Monday, February 13, 2017

Three Ridges of views (final)

I was the earliest wakeup, but everyone else on the ridge was already out of the camp when I left. Pledge antics ran until about midnight, cheers, rap music singalongs, et cetera. Yawn.

Yesterday, as I was clearing out and moving my tent to the farthest point I could, one of them asked me if I was a Greek during my time at U. Va. "No," I replied, "I was a grad student."

All their expressions went flat -- easily read. "Egad, he's one of the Enemy!"

After I had gathered and moved all of my camping gear to the other side of the ridge and just before sundown, a small flock of women walked past and headed down toward the campground. Sister sorority? Hope they enjoyed all the male attention they must have received, at whatever level ... not good role models, I think, for guys or for girls.

Anyhow. Southbound and up this morning into the clouds wrapping the 3975 foot Three Ridges Summit (aka Bee Mountain).

On the way up I met another hiker moving at about my speed Classifying hikers is pretty easy when you know the signs: 30s/40s, tall, heavy in the middle, good gear, well fitted out pack. Classification: experienced hiker out for exercise/ recovery from health issue. Turned out to be dealing with diabetes, does his own checks and insulin shots on the trail -- I spoke admiringly of his efforts to fight the disease.

He acknowledged that it was a tough one, then grinned and said, "My trail name is Fuji Snail. You know Mount Fuji, in Japan?"

I allowed that I still have some plans for that hill someday.

"There's a Japanese philosopher's saying: a snail may climb Fuji slowly, but the snail still climbs."

We parted at the second vista, where he stopped to do the tests and injections needed to control his blood sugar while looking out over a hundred miles of tiny towns and farms and feeling the wind gusts trying to snatch your hat or handkerchief.

At the summit, deep into clouds. Great views of their insides! But, like humans, pretty much the same as everyone else´s.

Then, down through boulder river and rock scrambles.

While descending, I met a small group laboring up the slope. Classification keys: light athletic shoes, no packs, no warmth layers, maybe one in two carrying a small water bottle. Classification: rescue team customers.

The lead RTC greeted me by asking how long it had been since I left the summit. "About 45 minutes," I replied, "but that was going down. Going up took about two hours on the other side, and this is a lot harder."

After casting other aspersions of doubt and fear on their intent, I wished them a good day on the trail, and continued on. Hike your own hike, folks, I'm hiking mine.

Across  the valley, The 4000+ foot Priest towered over the lesser hills collected around its massive sides. Already climbed that trail last year, entered a ¨confession¨ in the shelter log at the summit to prove it.

Over a thousand feet below-- the Tye River Valley. The Ion is there, unmolested, ready to take me to an ice cream store tomorrow. Keys are in my pocket? Check.

I again had to argue myself out of trying to skip a planned stop and just trudge on to make sure that the Ion was all right.
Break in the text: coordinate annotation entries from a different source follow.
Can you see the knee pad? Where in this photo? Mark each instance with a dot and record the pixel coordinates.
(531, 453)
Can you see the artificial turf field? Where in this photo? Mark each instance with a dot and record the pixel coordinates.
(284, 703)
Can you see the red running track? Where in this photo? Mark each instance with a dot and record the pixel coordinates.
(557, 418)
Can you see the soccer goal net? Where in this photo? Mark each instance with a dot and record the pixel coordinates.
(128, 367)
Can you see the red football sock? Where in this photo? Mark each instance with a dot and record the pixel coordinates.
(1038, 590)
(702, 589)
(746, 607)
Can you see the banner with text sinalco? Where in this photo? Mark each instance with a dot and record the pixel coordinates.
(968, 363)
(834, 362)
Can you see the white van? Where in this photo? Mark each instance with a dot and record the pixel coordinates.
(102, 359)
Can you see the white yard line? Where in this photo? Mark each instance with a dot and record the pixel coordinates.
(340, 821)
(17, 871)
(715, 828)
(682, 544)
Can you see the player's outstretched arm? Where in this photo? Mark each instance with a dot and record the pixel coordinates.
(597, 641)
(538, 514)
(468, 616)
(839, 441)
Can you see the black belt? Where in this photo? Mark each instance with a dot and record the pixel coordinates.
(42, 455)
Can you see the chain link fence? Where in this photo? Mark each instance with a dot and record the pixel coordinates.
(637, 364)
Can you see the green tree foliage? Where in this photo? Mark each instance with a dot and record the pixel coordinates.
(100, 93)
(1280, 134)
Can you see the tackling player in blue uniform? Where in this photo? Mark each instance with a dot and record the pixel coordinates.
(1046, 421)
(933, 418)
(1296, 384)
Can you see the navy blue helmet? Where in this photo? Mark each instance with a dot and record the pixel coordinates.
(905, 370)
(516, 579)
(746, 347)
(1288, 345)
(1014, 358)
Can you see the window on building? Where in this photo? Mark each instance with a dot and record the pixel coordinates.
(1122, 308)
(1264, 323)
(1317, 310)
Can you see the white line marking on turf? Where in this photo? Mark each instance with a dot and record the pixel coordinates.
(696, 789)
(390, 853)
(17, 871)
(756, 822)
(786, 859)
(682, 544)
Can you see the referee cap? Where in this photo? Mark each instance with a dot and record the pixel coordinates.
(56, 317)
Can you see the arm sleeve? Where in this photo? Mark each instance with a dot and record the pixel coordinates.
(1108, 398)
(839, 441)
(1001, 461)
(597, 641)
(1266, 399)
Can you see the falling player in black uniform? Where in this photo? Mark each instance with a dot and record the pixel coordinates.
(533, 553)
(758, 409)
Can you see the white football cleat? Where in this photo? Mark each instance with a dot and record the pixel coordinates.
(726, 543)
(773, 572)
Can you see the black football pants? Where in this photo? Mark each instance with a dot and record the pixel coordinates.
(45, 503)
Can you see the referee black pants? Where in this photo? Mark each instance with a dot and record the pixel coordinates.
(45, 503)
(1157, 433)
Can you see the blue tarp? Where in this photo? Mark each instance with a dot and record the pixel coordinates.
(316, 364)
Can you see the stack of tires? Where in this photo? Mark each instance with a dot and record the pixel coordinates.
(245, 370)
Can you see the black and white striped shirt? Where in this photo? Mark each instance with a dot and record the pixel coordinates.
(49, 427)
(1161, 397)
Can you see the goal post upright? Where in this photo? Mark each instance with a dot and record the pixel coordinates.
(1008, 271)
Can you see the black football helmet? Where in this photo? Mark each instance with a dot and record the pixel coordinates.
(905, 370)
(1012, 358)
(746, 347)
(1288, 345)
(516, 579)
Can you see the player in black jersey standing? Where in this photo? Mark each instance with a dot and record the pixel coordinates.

Stopping was a good choice! Harpers Creek is another hidden idyll, a cheerfully babbling stream running down a deeply forested valley, with the ridges I had just walked towering over the trees along an arc stretching from NNW to SSE.  

High winds, a burst of rain that had me racing to get the tent set up, and a sudden drop in temperature all herald a return to normal February weather. Time to fold the tent and get out of the mountains.